Headache
Headache: Excerpt from Professional Guide to Diseases (Eighth Edition)
The most common patient complaint, headache usually occurs as a symptom of an underlying disorder. Ninety percent of all headaches are vascular, muscle contraction, or a combination; 10% are due to underlying intracranial, systemic, or psychological disorders. Migraine headaches, probably the most intensively studied, are throbbing, vascular headaches that usually begin to appear in childhood or adolescence and recur throughout adulthood.
Causes and incidence
Most chronic headaches result from tension (muscle contraction), which may be caused by emotional stress, fatigue, menstruation, or environmental stimuli (noise, crowds, or bright lights). Other possible causes include glaucoma; inflammation of the eyes or mucosa of the nasal or paranasal sinuses; diseases of the scalp, teeth, extracranial arteries, or external or middle ear; muscle spasms of the face, neck, or shoulders; and cervical arthritis. In addition, headaches may be caused by vasodilators (nitrates, alcohol, and histamine), systemic disease, hypoxia, hypertension, head trauma and tumor, intracranial bleeding, abscess, or aneurysm.
The cause of migraine headache is unknown, but it’s associated with constriction and dilation of intracranial and extracranial arteries. Certain biochemical abnormalities are thought to occur during a migraine attack. These include local leakage of a vasodilator polypeptide called neurokinin through the dilated arteries and a decrease in the plasma level of serotonin.
Headache pain may emanate from the pain-sensitive structures of the skin, scalp, muscles, arteries, and veins; cranial nerves V, VII, IX, and X; or cervical nerves 1, 2, and 3. Intracranial mechanisms of headaches include traction or displacement of arteries, venous sinuses, or venous tributaries and inflammation or direct pressure on the cranial nerves with afferent pain fibers.
Affecting up to 10% of Americans, headaches are more common in females and have a strong familial incidence.
Signs and symptoms
Initially, migraine headaches usually produce unilateral, pulsating pain, which later becomes more generalized. They’re commonly preceded by a scintillating scotoma, hemianopsia, unilateral paresthesia, or speech disorders. The patient may experience irritability, anorexia, nausea, vomiting, and photophobia. (See Clinical features of migraine headaches.)

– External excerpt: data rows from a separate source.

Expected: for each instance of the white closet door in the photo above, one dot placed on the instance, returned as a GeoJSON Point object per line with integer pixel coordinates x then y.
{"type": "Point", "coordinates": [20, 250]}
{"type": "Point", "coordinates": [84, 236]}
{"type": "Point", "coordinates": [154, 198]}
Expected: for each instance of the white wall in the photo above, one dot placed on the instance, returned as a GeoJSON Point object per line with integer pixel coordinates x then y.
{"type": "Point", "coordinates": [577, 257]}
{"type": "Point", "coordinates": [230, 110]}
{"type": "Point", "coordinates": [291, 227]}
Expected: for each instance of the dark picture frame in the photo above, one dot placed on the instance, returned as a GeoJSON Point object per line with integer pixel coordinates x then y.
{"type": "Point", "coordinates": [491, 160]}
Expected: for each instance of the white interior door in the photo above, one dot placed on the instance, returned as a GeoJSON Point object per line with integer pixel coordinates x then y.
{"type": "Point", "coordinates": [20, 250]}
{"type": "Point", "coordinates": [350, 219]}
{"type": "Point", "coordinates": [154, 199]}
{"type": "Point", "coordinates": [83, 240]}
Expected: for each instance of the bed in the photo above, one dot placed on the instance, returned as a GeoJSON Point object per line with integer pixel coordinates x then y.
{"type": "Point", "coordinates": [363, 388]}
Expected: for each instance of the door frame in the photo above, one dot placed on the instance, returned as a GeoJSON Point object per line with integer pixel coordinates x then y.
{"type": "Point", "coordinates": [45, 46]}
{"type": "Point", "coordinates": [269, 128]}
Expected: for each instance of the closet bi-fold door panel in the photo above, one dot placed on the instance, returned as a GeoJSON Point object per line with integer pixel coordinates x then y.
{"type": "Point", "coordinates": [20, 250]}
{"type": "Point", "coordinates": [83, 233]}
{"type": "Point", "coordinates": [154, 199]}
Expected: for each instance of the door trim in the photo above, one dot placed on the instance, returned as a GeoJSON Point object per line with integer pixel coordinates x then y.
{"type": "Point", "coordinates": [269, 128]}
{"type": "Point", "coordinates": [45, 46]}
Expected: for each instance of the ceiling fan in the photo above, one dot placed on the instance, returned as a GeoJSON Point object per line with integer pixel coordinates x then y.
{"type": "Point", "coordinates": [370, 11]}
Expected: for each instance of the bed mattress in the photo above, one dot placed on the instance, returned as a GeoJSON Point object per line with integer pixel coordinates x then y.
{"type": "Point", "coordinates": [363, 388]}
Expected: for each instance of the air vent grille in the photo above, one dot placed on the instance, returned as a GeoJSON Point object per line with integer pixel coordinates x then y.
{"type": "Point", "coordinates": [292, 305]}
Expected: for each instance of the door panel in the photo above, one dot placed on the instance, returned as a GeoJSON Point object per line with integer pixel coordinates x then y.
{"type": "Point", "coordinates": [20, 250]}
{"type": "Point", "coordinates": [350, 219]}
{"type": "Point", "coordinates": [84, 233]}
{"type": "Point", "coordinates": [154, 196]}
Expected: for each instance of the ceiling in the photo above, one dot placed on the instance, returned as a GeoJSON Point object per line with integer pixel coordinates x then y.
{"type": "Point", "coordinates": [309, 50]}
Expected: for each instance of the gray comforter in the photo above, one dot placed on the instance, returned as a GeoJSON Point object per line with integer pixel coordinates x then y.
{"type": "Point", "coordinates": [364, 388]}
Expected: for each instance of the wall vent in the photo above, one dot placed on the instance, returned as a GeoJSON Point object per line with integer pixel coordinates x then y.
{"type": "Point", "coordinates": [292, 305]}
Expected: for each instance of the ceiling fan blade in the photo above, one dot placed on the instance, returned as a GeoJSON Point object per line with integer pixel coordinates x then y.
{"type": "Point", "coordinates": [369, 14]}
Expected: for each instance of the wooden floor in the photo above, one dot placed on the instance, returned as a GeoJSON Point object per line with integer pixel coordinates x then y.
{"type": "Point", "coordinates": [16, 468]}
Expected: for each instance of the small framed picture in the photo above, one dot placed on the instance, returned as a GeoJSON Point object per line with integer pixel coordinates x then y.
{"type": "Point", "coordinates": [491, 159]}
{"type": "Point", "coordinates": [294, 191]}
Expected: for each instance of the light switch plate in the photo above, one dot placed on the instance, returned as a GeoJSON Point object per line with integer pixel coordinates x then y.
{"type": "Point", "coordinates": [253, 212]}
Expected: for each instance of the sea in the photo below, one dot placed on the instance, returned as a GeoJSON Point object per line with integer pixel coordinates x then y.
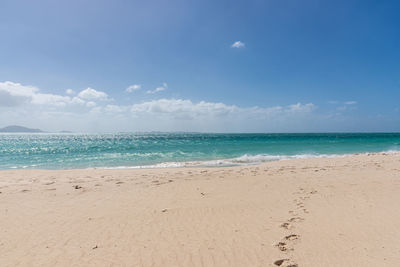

Both muscle contraction and traction-inflammatory vascular headaches produce a dull, persistent ache, tender spots on the head and neck, and a feeling of tightness around the head, with a characteristic “hatband” distribution. The pain is usually severe and unrelenting. If caused by intracranial bleeding, these headaches may result in neurologic deficits, such as paresthesia and muscle weakness; narcotics may fail to relieve pain in these cases. If caused by a tumor, pain is most severe when the patient awakens.
Diagnosis
Diagnosis requires a history of recurrent headaches and physical examination of the head and neck. Such examination includes percussion, auscultation for bruits, inspection for signs of infection, and palpation for defects, crepitus, or tender spots (especially after trauma). Firm diagnosis also requires a complete neurologic examination, assessment for other systemic diseases — such as hypertension — and a psychosocial evaluation, when such factors are suspected.
Diagnostic tests include cervical spine and sinus X-rays, EEG, computed tomography scan — performed before lumbar puncture to rule out increased intracranial pressure (ICP) — or magnetic resonance imaging. A lumbar puncture isn’t done if there’s evidence of increased ICP or if a brain tumor is suspected because rapidly reducing pressure by removing spinal fluid can cause brain herniation.
Treatment
Depending on the type of headache, analgesics — ranging from aspirin to codeine or meperidine — may provide symptomatic relief. Other measures include identification and elimination of causative factors and, possibly, psychotherapy for headaches caused by emotional stress. Chronic tension headaches may also require muscle relaxants.
For migraine headaches, ergotamine alone or with caffeine may be an effective treatment. The Food and Drug Administration allows labeling of various analgesic preparations that include caffeine to state that they’re for the treatment of migraine headaches. Remember that these medications can’t be taken by pregnant women because they stimulate uterine contractions. These drugs and others, such as metoclopramide or naproxen, work best when taken early in the course of an attack. If nausea and vomiting make oral administration impossible, drugs may be given as rectal suppositories.
Drugs in the class of sumatriptan are considered by many clinicians to be the drug of choice for acute migraine attacks or cluster headaches. Drugs that can help prevent migraine headaches include antidepressants (such as nortriptyline or fluoxetine), beta blockers (propranolol), and calcium-channel blockers (verapamil). Corticosteroids provide short-term relief for some patients with cluster headaches.
Special considerations
Headaches seldom require hospitalization unless caused by a serious disorder. If that’s the case, direct your care to the underlying problem.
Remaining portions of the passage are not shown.